Dear Mati,
Personally, I believe that we are called out of dead religion into the light of Christ, from the moment that we're born again from above.
Practically speaking, it takes some time to come to terms with the many startling realities of this drastic change.
There may be some really sincere believers amongst the groups we encounter, but I just know it's so important to fellowship with a group which, first of all - teaches directly from the Bible and not some catalog of dogma, and secondly - a group that's actively engaged in seeking God now, in the present, not stuck in thinking that they've already got Him all sewed up.
I love the whole "church without walls" concept and have seen it work in a few places enough to convince me that this is the way to go.
It's sad that there are so many who have forsaken Christ, who alone is to be their first love,
and become so enmeshed with groups in such unhealthy ways.
To me, so many are modern-day pharisees... teaching as doctrines the commandments of men.
But we're told that one of the signs of the last days is that the love of many will grow cold,
and that is exactly what I see happening throughout the visible church.
My most recent encounter with this was this past Spring, when I asked a local pastor to baptise me.
It was a very small body, with not more than 30 in regular attendance, and I felt that God had led me there
because He knows my shyness required such an intimate setting. Most of the people welcomed me enthusiastically
and I was so happy to be there among them... and then... a couple weeks after my baptism, the pastor handed me this
little black book, on my way out of the service. "We'd like you to become a member," he said.
"Ohhh...," I said, "in my ignorance, I'd thought I was a member." But no, in order to be a real part of the group, a voting member, in other words,
I needed to study the "manual". So I did. And I'll tell you... this group clearly doesn't think that the Holy Spirit is up to the job of sanctifying disciples of Christ, because they have obviously determined that they need to do His work for Him.

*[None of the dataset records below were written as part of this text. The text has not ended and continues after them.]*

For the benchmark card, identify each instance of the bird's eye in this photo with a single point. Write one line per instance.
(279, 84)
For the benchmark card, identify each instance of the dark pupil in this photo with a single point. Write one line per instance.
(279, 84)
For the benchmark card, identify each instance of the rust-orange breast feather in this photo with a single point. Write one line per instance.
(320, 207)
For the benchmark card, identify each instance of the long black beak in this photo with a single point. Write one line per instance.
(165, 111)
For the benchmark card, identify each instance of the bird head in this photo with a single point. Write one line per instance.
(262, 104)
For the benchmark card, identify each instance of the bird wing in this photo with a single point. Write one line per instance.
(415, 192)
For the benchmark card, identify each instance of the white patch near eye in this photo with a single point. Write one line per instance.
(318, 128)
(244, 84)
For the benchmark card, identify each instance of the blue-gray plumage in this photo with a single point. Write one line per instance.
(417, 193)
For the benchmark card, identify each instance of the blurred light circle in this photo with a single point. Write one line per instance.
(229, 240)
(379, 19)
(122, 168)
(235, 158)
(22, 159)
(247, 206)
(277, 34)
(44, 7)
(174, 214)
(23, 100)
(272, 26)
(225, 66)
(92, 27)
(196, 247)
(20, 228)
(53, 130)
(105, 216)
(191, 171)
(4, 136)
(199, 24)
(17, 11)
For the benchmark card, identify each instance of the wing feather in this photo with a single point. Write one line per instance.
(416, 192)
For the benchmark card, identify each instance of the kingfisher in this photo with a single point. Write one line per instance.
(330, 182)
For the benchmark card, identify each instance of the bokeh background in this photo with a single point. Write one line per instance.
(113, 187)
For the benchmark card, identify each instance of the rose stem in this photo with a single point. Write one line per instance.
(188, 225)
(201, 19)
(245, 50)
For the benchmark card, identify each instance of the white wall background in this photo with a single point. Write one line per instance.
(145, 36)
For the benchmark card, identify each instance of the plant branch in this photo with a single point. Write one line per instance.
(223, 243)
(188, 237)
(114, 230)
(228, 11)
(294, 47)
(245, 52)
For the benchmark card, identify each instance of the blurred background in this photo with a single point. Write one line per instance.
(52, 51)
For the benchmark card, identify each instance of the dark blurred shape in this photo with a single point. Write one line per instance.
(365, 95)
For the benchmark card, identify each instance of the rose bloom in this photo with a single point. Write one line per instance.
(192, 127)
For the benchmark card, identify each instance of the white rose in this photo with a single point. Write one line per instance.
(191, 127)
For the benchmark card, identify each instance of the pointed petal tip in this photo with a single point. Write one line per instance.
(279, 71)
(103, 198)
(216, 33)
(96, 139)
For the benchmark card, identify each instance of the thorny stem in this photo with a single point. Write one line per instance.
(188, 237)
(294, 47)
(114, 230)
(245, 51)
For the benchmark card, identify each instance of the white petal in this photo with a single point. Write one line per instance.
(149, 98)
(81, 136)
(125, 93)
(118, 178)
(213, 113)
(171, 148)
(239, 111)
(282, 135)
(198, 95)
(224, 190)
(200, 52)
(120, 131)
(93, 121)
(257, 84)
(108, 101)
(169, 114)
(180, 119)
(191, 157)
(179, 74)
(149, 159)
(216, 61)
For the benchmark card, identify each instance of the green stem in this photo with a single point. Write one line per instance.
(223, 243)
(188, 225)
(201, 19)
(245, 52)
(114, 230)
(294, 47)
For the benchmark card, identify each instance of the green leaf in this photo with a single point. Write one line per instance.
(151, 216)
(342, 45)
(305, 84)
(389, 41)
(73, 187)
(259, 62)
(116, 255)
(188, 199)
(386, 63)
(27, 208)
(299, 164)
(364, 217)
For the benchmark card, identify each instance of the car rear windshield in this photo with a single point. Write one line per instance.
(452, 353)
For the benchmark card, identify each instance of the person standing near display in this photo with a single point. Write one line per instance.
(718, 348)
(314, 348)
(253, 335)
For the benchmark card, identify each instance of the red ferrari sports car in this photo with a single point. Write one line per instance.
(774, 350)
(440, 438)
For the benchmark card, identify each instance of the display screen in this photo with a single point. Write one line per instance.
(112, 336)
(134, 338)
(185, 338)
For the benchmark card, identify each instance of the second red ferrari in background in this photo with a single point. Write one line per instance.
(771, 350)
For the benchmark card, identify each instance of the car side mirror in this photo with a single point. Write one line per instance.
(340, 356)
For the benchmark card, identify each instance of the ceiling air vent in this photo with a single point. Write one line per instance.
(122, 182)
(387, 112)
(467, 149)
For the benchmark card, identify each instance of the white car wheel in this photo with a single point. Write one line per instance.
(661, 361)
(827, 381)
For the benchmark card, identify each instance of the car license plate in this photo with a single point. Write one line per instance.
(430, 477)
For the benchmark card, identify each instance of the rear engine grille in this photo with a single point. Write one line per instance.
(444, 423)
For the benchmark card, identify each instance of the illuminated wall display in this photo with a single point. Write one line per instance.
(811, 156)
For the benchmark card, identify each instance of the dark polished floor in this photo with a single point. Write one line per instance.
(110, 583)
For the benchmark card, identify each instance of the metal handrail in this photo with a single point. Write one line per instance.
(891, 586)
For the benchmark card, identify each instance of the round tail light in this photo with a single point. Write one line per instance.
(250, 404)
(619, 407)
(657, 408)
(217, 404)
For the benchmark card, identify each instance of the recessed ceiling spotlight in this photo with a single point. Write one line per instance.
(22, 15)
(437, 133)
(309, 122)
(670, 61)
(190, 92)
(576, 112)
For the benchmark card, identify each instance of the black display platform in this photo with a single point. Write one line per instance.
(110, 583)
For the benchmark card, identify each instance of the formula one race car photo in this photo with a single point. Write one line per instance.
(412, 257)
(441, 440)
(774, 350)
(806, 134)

Ugh. So I told the pastor my specific concerns, at which time he told me how much he needed me to be a member (failing congregation), as though it didn't really matter whether or not I was in complete agreement with the little black book, as long as I filled a seat in the building.
I told him no.
The following Sunday evening, after I did not attend, I received a phone message that he and his wife were driving around our rural area looking for our house, because, he said, "we need to get you back in church".
That settled it for me. I am in no way interested in participating in this guy's charade.
If he doesn't believe his own manual enough to stand up for it, then why did he give it to me?
And then to try to just appear on the scene here and pressure me into agreement?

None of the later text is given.